68	The guest must not be able to gain control of QEMU. Bugs in emulated devices
69	could allow malicious guests to gain code execution in QEMU. At this point the
70	guest has escaped the virtual machine and is able to act in the context of the
71	QEMU process on the host.
72
73	Guests often interact with other guests and share resources with them. A
74	malicious guest must not gain control of other guests or access their data.
75	Disk image files and network traffic must be protected from other guests unless
76	explicitly shared between them by the user.
77
78	Principle of Least Privilege
79	''''''''''''''''''''''''''''
80
81	The principle of least privilege states that each component only has access to
82	the privileges necessary for its function. In the case of QEMU this means that
83	each process only has access to resources belonging to the guest.
84
85	The QEMU process should not have access to any resources that are inaccessible
86	to the guest. This way the guest does not gain anything by escaping into the
87	QEMU process since it already has access to those same resources from within
88	the guest.
89
90	Following the principle of least privilege immediately fulfills guest isolation
91	requirements. For example, guest A only has access to its own disk image file
92	``a.img`` and not guest B's disk image file ``b.img``.
93
94	In reality certain resources are inaccessible to the guest but must be
95	available to QEMU to perform its function. For example, host system calls are
96	necessary for QEMU but are not exposed to guests. A guest that escapes into
97	the QEMU process can then begin invoking host system calls.
98
99	New features must be designed to follow the principle of least privilege.
100	Should this not be possible for technical reasons, the security risk must be
101	clearly documented so users are aware of the trade-off of enabling the feature.
102
103	Isolation mechanisms
104	''''''''''''''''''''
105
106	Several isolation mechanisms are available to realize this architecture of
107	guest isolation and the principle of least privilege. With the exception of
108	Linux seccomp, these mechanisms are all deployed by management tools that
109	launch QEMU, such as libvirt. They are also platform-specific so they are only
110	described briefly for Linux here.
111
112	The fundamental isolation mechanism is that QEMU processes must run as
113	unprivileged users. Sometimes it seems more convenient to launch QEMU as
114	root to give it access to host devices (e.g. ``/dev/net/tun``) but this poses a
115	huge security risk. File descriptor passing can be used to give an otherwise
116	unprivileged QEMU process access to host devices without running QEMU as root.
117	It is also possible to launch QEMU as a non-root user and configure UNIX groups
118	for access to ``/dev/kvm``, ``/dev/net/tun``, and other device nodes.
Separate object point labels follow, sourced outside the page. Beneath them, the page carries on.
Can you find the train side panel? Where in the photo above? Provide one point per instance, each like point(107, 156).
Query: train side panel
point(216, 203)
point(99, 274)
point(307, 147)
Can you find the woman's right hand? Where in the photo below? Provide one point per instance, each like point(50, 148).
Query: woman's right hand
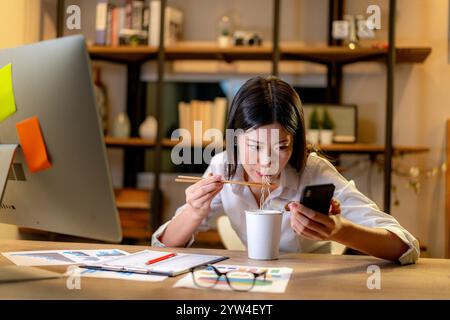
point(200, 195)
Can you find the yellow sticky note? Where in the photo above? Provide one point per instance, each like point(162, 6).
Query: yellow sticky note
point(7, 102)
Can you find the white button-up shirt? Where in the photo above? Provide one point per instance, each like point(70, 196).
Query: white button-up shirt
point(234, 199)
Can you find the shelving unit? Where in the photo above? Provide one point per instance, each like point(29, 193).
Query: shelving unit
point(333, 56)
point(288, 51)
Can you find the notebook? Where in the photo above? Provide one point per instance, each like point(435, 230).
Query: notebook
point(137, 263)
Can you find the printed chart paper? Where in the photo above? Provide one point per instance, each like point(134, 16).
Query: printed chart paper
point(61, 257)
point(92, 273)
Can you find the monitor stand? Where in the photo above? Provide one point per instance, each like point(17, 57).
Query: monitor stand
point(7, 152)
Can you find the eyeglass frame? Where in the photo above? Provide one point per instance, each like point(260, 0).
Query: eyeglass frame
point(220, 274)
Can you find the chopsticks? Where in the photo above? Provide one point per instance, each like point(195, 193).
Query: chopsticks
point(190, 179)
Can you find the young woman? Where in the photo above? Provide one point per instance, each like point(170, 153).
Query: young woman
point(263, 106)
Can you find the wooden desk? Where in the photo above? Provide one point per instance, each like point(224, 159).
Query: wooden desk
point(315, 276)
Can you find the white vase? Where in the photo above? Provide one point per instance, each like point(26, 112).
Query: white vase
point(121, 126)
point(326, 136)
point(312, 136)
point(148, 129)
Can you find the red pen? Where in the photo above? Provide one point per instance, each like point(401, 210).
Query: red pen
point(167, 256)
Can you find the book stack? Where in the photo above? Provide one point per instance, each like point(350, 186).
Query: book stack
point(135, 22)
point(197, 117)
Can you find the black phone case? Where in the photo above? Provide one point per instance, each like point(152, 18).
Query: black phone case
point(318, 197)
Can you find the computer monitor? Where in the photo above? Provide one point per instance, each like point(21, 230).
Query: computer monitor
point(52, 80)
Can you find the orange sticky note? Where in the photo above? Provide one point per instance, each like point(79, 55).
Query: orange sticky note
point(33, 144)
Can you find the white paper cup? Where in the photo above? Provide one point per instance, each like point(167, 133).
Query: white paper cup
point(263, 234)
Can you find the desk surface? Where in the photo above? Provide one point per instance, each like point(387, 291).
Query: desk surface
point(315, 276)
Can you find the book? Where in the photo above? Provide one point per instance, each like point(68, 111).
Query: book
point(115, 26)
point(137, 14)
point(109, 27)
point(128, 14)
point(163, 263)
point(212, 115)
point(173, 21)
point(101, 22)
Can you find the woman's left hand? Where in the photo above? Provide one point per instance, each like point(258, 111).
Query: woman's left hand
point(314, 225)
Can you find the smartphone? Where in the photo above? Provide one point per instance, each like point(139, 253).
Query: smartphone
point(318, 197)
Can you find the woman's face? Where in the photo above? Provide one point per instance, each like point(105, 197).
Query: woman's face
point(265, 151)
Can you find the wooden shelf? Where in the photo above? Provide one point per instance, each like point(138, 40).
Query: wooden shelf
point(123, 54)
point(289, 51)
point(332, 148)
point(370, 148)
point(132, 199)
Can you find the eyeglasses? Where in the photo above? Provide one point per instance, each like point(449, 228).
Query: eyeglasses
point(208, 276)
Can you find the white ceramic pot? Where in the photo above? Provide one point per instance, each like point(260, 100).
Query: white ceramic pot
point(148, 129)
point(326, 136)
point(312, 136)
point(263, 234)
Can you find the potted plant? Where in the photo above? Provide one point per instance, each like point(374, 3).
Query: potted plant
point(327, 130)
point(312, 134)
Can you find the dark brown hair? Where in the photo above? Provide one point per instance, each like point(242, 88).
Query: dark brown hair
point(263, 101)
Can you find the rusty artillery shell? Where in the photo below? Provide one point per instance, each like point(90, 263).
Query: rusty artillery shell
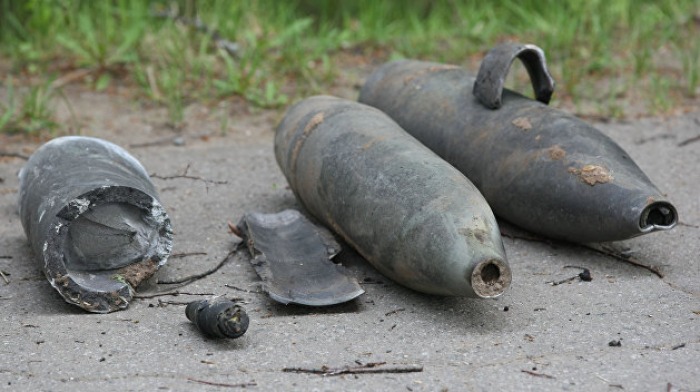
point(94, 221)
point(538, 167)
point(413, 216)
point(218, 317)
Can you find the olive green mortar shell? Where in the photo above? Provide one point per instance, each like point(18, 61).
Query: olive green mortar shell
point(538, 167)
point(413, 216)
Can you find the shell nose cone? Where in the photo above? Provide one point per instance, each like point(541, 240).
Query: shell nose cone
point(491, 278)
point(658, 216)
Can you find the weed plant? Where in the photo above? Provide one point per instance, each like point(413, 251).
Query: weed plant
point(289, 49)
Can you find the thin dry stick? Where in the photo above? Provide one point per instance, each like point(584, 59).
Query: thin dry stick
point(537, 374)
point(71, 77)
point(14, 155)
point(243, 290)
point(218, 384)
point(688, 141)
point(628, 260)
point(163, 304)
point(376, 367)
point(192, 278)
point(173, 293)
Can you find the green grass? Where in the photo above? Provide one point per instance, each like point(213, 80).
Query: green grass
point(293, 48)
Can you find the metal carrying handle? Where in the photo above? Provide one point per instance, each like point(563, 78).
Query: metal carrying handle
point(488, 87)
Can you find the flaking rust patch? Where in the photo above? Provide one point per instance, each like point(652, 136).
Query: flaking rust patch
point(556, 152)
point(428, 70)
point(313, 123)
point(522, 123)
point(375, 140)
point(592, 174)
point(136, 273)
point(310, 126)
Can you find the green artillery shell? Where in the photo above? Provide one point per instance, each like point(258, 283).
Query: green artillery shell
point(218, 317)
point(94, 221)
point(538, 167)
point(417, 219)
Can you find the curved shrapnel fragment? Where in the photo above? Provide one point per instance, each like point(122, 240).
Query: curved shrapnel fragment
point(93, 218)
point(538, 167)
point(409, 213)
point(293, 256)
point(218, 317)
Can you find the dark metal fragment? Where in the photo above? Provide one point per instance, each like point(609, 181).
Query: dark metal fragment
point(538, 167)
point(414, 217)
point(218, 317)
point(94, 221)
point(292, 257)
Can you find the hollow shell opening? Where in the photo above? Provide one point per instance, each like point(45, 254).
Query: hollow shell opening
point(491, 278)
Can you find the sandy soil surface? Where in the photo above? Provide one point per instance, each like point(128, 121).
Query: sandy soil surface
point(535, 337)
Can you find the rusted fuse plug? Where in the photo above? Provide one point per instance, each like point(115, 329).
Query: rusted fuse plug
point(218, 317)
point(92, 216)
point(414, 217)
point(538, 167)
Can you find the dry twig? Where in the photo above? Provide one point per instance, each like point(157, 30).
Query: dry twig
point(173, 293)
point(629, 260)
point(243, 290)
point(178, 255)
point(374, 367)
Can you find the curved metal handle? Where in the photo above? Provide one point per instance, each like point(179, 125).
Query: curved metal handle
point(488, 87)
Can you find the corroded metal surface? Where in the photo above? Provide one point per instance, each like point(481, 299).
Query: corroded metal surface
point(417, 219)
point(218, 317)
point(94, 221)
point(292, 257)
point(538, 167)
point(488, 86)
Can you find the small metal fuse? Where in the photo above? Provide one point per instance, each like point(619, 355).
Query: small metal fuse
point(218, 317)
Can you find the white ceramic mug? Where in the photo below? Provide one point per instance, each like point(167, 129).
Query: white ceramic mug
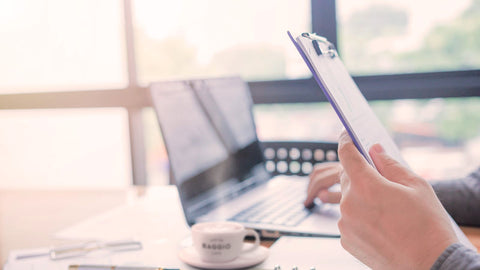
point(221, 241)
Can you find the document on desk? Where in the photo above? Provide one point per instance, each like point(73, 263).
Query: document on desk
point(308, 252)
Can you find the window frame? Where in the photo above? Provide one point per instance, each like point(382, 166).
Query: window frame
point(134, 97)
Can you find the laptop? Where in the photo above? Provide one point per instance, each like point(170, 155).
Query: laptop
point(216, 162)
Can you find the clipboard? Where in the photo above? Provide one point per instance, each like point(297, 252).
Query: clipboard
point(347, 100)
point(352, 108)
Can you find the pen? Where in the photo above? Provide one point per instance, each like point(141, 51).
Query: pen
point(113, 267)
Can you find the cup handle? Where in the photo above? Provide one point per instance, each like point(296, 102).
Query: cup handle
point(250, 232)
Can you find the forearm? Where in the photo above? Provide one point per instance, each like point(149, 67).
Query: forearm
point(457, 256)
point(461, 198)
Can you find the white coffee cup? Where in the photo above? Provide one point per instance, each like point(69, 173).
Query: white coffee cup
point(221, 241)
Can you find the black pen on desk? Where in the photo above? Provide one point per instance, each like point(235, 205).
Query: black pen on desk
point(113, 267)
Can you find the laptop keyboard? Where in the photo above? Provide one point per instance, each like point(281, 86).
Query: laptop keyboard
point(282, 208)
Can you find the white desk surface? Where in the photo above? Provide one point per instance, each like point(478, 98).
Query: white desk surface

119	Some Linux distros already ship with UNIX groups for these devices by default.
120
121	- SELinux and AppArmor make it possible to confine processes beyond the
122	traditional UNIX process and file permissions model. They restrict the QEMU
123	process from accessing processes and files on the host system that are not
124	needed by QEMU.
125
126	- Resource limits and cgroup controllers provide throughput and utilization
127	limits on key resources such as CPU time, memory, and I/O bandwidth.
128
129	- Linux namespaces can be used to make process, file system, and other system
130	resources unavailable to QEMU. A namespaced QEMU process is restricted to only
131	those resources that were granted to it.
132
133	- Linux seccomp is available via the QEMU ``--sandbox`` option. It disables
134	system calls that are not needed by QEMU, thereby reducing the host kernel
135	attack surface.
136
137	Sensitive configurations
138	------------------------
139
140	There are aspects of QEMU that can have security implications which users &
141	management applications must be aware of.
142
143	Monitor console (QMP and HMP)
144	'''''''''''''''''''''''''''''
145
146	The monitor console (whether used with QMP or HMP) provides an interface
147	to dynamically control many aspects of QEMU's runtime operation. Many of the
148	commands exposed will instruct QEMU to access content on the host file system
149	and/or trigger spawning of external processes.
150
151	For example, the ``migrate`` command allows for the spawning of arbitrary
152	processes for the purpose of tunnelling the migration data stream. The
153	``blockdev-add`` command instructs QEMU to open arbitrary files, exposing
154	their content to the guest as a virtual disk.
155
156	Unless QEMU is otherwise confined using technologies such as SELinux, AppArmor,
157	or Linux namespaces, the monitor console should be considered to have privileges
158	equivalent to those of the user account QEMU is running under.
159
160	It is further important to consider the security of the character device backend
161	over which the monitor console is exposed. It needs to have protection against
162	malicious third parties which might try to make unauthorized connections, or
163	perform man-in-the-middle attacks. Many of the character device backends do not
164	satisfy this requirement and so must not be used for the monitor console.
165
166	The general recommendation is that the monitor console should be exposed over
167	a UNIX domain socket backend to the local host only. Use of the TCP based
168	character device backend is inappropriate unless configured to use both TLS
169	encryption and authorization control policy on client connections.
170
171	In summary, the monitor console is considered a privileged control interface to
172	QEMU and as such should only be made accessible to a trusted management
173	application or user.